Ligou para a redação informando sobre a tragédia e que estava a postos para fazer a reportagem. Ficou no prédio em frente acompanhando o trabalho dos bombeiros e o desespero de quem se aglomerava na cobertura do Andraus tentando escapar da morte certa. Viu quando o governador chegou de helicóptero para falar com as vitimas.

Voltou para a redação e começou a narrar os fatos. Uma colega veterana veio ler por cima do seu ombro e falou. Ei, por que a cena do governador está no pé do teu texto? Você deve abrir com isso. Carelli, obedeceu. Abriu com o pé do governador pisando na cobertura.

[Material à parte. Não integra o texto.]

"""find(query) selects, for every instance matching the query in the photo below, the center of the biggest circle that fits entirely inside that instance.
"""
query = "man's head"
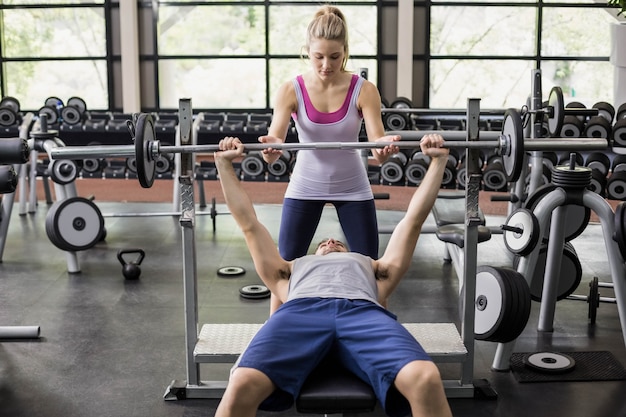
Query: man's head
(330, 245)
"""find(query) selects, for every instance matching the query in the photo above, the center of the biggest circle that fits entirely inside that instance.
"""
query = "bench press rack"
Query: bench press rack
(222, 343)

Assim começou a carreira brilhante deste jornalista em início de carreira em 1972, gênio confirmado depois ao inventar a revista Bravo! (comprada e destruída mais tarde pela Abril, que tinha medo da concorrência), e escrever textos antológicos como o Precoce Verão dos 80 na IstoÉ, que causou um terremoto no jornalismo dominado pelo deslumbre aos anistiados, e hoje entrevistador no filme bomba O Jardim das Aflições,

Wagner iria escrever um texto tradicional mas foi alertado para a possibilidade de fazer melhor e diferente. Isso num grande jornal, sinal de que havia espaço para a criatividade inclusive nos fatos mais urgentes. Só porque é notícia de última hora não precisa ser escrita de maneira tosca.

Dizem que as antigas redações eram românticas, mas ninguém cometia obviedades e burrices como acontece hoje a três por quadro, pois havia um corredor polonês de cascudos e orientações dos escribas veteranos. Ao chegar num jornal, você era adotado pelos mestres e se encaminhava para a vida.

No caso do grande incêndio, não tiraram o crédito do estreante, antes o incentivaram a fazer o melhor e mais importante texto de sua vida. Assim se comportavam as pessoas com coragem e talento daqueles tempos.